Pada 1739, pihak istana Kesultanan Banjar membiayai keberangkatan Arsyad ke Haramain. Ia pun memanfaatkan kesempatan ini bukan hanya untuk berhaji, tetapi juga belajar ilmu-ilmu agama. Selama tiga dekade, putra daerah Banjar ini berguru pada banyak syekh di Makkah dan Madinah.

Di Masjid al-Haram, guru-gurunya antara lain adalah Syekh Ahmad bin Abdul Mun'im ad-Damanhuri, Syekh Muhammad Murtadha bin Muhammad az-Zabidi, dan Syekh Hasan bin Ahmad al-Yamani. Dari Syekh Athaillah bin Ahmad al-Mishri dan Syekh Muhammad bin Sulaiman al-Kurdi, ia belajar fikih mazhab Syafii. Adapun dari Syekh Muhammad Abdul Karim Samman al-Qadiri al-Khalwati al-Madani, yang juga pendiri tarekat Sammanityah, ia menyerap pengetahuan tasawuf.

Jalin kekerabatan

Di Arab, Muhammad Arsyad juga bersahabat dengan sesama penuntut ilmu dari Nusantara. Beberapa dari mereka adalah Abdul Shomad al-Palimbani, Abdul Wahab al-Makassari, dan Abdul Rahman al-Batawi. Mereka semua belakangan disebut sebagai "Empat Serangkai Ulama Jawi."

Pada akhirnya, Abdul Wahab bahkan menjadi menantu Muhammad Arsyad. Ceritanya bermula jelang kepulangan mereka ke Tanah Air.

Setelah bertolak dari Mesir, Empat Serangkai itu hendak menunaikan ibadah haji perpisahan. Tak disangka, mereka berjumpa dengan adik Arsyad, Zainal Abidin, di Makkah.

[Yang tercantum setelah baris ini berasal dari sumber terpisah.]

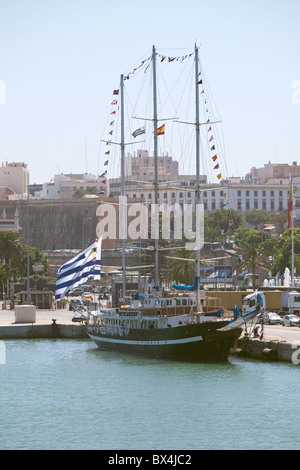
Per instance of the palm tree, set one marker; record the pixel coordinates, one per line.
(9, 247)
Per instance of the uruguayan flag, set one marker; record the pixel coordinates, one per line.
(79, 269)
(139, 131)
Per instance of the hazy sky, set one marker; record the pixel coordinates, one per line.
(60, 61)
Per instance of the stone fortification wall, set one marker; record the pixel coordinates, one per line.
(55, 224)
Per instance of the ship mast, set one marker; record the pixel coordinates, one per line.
(197, 195)
(122, 206)
(156, 215)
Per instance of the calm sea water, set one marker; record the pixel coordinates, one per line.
(67, 394)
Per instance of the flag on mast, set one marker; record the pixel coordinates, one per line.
(76, 271)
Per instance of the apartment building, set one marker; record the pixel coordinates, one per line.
(141, 164)
(15, 175)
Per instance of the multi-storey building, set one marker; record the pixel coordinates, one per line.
(141, 164)
(15, 176)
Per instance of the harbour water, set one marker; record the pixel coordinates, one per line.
(68, 395)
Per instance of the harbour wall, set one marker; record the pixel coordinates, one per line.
(254, 348)
(267, 350)
(50, 331)
(231, 298)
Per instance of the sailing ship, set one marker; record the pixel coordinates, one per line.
(178, 326)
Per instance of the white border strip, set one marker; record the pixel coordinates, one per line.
(147, 343)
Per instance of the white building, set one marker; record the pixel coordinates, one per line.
(15, 176)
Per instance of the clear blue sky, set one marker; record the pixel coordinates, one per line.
(60, 61)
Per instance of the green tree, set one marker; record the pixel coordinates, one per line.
(219, 223)
(252, 250)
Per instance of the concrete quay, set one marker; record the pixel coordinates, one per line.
(279, 343)
(47, 324)
(271, 348)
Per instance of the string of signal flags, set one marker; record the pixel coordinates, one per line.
(161, 130)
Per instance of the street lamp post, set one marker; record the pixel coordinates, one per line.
(84, 220)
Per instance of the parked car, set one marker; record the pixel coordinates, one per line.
(272, 318)
(269, 317)
(75, 303)
(290, 320)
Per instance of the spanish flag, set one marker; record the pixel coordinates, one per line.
(290, 207)
(161, 130)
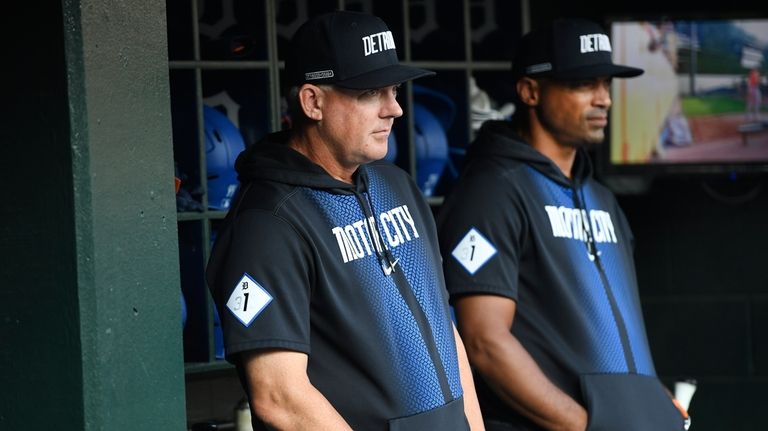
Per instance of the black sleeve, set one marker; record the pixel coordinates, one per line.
(480, 228)
(262, 288)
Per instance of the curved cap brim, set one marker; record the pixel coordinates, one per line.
(384, 77)
(598, 70)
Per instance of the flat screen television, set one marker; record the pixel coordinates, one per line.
(695, 110)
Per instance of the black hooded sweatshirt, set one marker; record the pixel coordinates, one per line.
(349, 274)
(516, 226)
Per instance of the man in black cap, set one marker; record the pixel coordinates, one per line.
(538, 255)
(326, 272)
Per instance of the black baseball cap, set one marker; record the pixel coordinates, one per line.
(568, 49)
(348, 49)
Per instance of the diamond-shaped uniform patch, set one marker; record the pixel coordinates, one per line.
(473, 251)
(248, 300)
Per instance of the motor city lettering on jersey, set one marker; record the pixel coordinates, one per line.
(594, 42)
(357, 241)
(570, 223)
(378, 42)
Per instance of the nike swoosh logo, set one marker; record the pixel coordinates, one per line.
(391, 268)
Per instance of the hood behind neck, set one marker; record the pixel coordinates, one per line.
(498, 139)
(272, 159)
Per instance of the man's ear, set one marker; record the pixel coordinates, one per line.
(311, 101)
(528, 91)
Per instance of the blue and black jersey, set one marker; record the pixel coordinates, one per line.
(562, 249)
(349, 274)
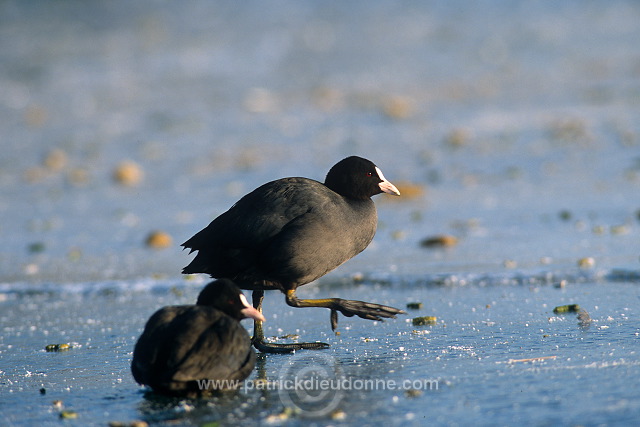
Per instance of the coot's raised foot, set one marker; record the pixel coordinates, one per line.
(267, 347)
(365, 310)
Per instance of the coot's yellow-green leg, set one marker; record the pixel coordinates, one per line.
(265, 347)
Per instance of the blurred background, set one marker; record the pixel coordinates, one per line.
(126, 127)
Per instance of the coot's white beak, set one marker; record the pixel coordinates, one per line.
(385, 185)
(249, 311)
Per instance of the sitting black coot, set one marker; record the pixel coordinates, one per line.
(183, 344)
(291, 231)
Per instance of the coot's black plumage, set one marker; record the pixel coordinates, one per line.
(183, 344)
(292, 231)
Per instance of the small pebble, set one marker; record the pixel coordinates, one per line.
(36, 247)
(338, 415)
(68, 414)
(619, 229)
(569, 308)
(424, 320)
(128, 173)
(412, 392)
(398, 107)
(444, 240)
(586, 262)
(565, 215)
(561, 284)
(509, 263)
(56, 160)
(457, 138)
(57, 347)
(158, 240)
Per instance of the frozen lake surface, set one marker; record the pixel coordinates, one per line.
(512, 126)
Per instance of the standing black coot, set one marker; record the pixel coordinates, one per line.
(291, 231)
(183, 344)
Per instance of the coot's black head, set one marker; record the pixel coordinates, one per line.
(358, 178)
(224, 295)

Ia mengabarkan bahwa anak kandung Arsyad, Fatimah (sumber lain menyatakan: Syarifah), telah beranjak dewasa dan menitipkan cincin kepadanya sebagai tanda sudah siap berumah tangga.

Arsyad ingin seorang di antara sahabat-sahabatnya bersedia menyambut keinginan ini. Kemudian, diajukanlah lamaran untuk Fatimah.

Agar adil, Arysad mengundi nama-nama ketiga teman karibnya itu. Hasil undian memunculkan Abdul Wahab al-Makassari. Dengan demikian, berlangsunglah pernikahan antara Fatimah yang diwakili ayahnya, Muhammad Arsyad, dan Abdul Wahab. Adapun saksi-saksi adalah Zainal Abidin, Abdul Shomad al-Palimbani, dan Abdul Rahman al-Batawi.

Kembali ke Tanah Air

Pada 1772, Syekh Muhammad Arsyad tiba di Banjar. Perayaan pun digelar di ibu kota Kesultanan Banjar demi menyambut kedatangannya dari Tanah Suci.

Sultan Tahlilullah II memberikan kedudukan kepadanya sebagai kadi negeri. Jabatan ini setara dengan penasihat raja. Syekh Arsyad al-Banjar juga mendirikan Pesantren Dalam Pagar di atas tanah milik sultan.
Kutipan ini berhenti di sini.